Good English Vibes: Learning for a Brighter Future

Book Writer & Publisher: 
Samuel Rose, Asahi Press
Victoria Thomas, University of Shimane

[Samuel Rose. Asahi Press, 2022. (Answer key and tests in the teacher’s manual) p. 90. ¥1,870. ISBN: 978-4-255-15688-0.]

Reviewed by Victoria Thomas, University of Shimane

Good English Vibes: Learning for a Brighter Future is a compact 15-unit English communication textbook. This book is marketed for university-age learners with a TOEIC score ranging between 400 to 500 or an existing English vocabulary of 800 to 1000 headwords. Fourteen units follow roughly the same pattern. The 15th unit is a placeholder for the review test, which is provided in the teacher’s manual.
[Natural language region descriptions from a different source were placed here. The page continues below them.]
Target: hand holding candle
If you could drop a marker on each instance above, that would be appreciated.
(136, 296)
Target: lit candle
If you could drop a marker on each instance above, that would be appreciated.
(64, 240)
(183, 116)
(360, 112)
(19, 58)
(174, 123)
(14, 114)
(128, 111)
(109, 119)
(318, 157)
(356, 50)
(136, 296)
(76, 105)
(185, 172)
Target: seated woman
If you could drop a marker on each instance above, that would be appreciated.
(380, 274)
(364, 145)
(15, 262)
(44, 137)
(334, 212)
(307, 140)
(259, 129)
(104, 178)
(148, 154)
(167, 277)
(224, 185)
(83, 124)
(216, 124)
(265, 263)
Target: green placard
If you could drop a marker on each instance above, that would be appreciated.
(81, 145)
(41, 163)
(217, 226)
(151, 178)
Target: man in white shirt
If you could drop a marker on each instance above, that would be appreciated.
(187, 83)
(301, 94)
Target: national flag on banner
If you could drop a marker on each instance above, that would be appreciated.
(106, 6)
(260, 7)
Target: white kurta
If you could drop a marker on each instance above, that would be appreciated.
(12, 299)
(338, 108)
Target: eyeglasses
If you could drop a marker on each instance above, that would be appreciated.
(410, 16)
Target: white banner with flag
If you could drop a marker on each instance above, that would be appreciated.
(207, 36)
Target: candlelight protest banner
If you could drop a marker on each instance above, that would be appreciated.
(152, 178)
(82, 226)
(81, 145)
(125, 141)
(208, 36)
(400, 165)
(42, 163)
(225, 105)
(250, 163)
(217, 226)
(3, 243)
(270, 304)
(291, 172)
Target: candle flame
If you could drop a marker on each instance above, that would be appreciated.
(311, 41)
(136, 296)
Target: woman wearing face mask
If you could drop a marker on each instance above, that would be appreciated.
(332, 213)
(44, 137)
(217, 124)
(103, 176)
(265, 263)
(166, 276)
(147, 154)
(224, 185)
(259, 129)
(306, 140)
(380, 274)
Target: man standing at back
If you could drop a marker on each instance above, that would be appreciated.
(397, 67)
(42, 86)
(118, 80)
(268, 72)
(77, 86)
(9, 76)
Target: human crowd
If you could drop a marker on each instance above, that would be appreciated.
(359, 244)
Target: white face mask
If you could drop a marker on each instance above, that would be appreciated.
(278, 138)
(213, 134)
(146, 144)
The 14 units follow a six-page pattern. The first section features a dication exercise on the unit’s topic, consisting of five sentences with an increasing number of missing words. According to Newton and Nation (2021), dictations are an excellent source of practice for listening for details, spelling, and general focus on form. After the dictation, there is a list of 10 vocabulary items, which students are asked to define in English. More advanced students can use this as an in-class challenge, but for less proficient students, it can be an in-class dictionary activity. Instructions can be altered to allow for Japanese translations as answers. Following this definition section is a vocabulary/applied grammar section called Vocabulary Builder in which students have to choose the grammatically correct answer. For example: “You never get a second chance to make a first _____. 1. impressive 2. impression 3. imperative 4. important 5. impress (Rose, 2022, p. 3). This section intrigued me because it is essentially an implicit grammar activity disguised as a vocabulary activity. Overall, the first section usually takes my students about 30 minutes to complete.
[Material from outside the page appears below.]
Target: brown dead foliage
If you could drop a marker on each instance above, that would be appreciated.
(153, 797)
The second section contains a reading passage with audio, five true/false questions about the reading, three short discussion questions, and a short Pronunciation Focus exercise with four key words for students to listen to and repeat. The audio for the reading passage provides basic accessibility for students who might benefit from audio-assisted reading. Jackson and Karger (2015) highlighted the benefits of audio-assisted reading for students with vision impairment, visual processing disorders, learning disabilities, and underdeveloped literacy. However, they believed all students could benefit from multimodal access. Students’ reading comprehension is assessed with the true-false questions and the short discussion questions, which appear to be the book’s primary means for developing speaking skills. However, using the sole speaking activity as post-reading questions might not provide enough opportunities for speaking or creativity in a communication class. If using this book exclusively, other speaking activities might be necessary in order to provide a skills-balanced course.
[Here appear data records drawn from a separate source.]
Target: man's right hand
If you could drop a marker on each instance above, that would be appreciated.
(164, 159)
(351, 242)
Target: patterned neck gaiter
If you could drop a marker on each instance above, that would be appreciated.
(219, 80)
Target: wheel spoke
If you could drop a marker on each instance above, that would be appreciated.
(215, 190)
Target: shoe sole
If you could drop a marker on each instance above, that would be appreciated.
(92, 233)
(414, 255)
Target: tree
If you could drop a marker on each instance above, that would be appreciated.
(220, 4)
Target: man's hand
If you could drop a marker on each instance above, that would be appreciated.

The third section usually contains a two-person dialogue, a short free-writing prompt, a themed vocabulary activity, ending with a useful, ungraded Notes section for students. The dialogues exemplify my major criticism of the book: All audio recordings are completed by the same two native speakers (one man, one woman, both with standard American accents), despite the dialogues being presented as conversations between a native speaker and a Japanese university student. However, the free writing activity is one of the most beneficial communicative activities in the book. Park (2020) noted, free writing provides a space for meaning-focused language production, reducing students’ anxiety about writing and improving their thinking skills. Placing this open-ended activity at the end of the chapter and near the Notes section is a brilliant strategy to encourage student reflection and engagement.

Because textbooks are ultimately a tool for students, I survey my students about their textbook after each semester. This semester, the students’ responses included: “easy to understand,” “very nice,” “very good size,” and “useful.” Movies, music, sports, and foods were specifically praised as topics. As in previous semesters, most students liked the book and considered it an appropriate level. Three students stated that the book was too easy, and eight claimed that certain parts were too hard (usually the dictation or vocabulary definitions, though each section was mentioned at least once). However, each section was praised by other students. These comments indicate that it is well suited for the average student in my class.

Overall, Good English Vibes, along with supplementary materials, provides a simple foundation for teachers to build their students’ English language skills. Its simple layout is clear and easy for students to understand, and my students like the topics. It provides simple pre-designed activities of the variety that might be more tedious to create from scratch (dictations, implicit grammar, readings, and dialogues) while leaving room for teacher expansion and personalization.



Jackson, R., & Karger, J. (2015). Audio-supported reading and students with learning disabilities. National Center on Accessible Education Materials.

Newton, J. M., & Nation, I. S. O. (2021). Teaching ESL/EFL listening and speaking (2nd ed.). Routledge.

Park, J. (2020). Benefits of freewriting in an EFL academic writing classroom. ELT Journal, 74(3), 318–326.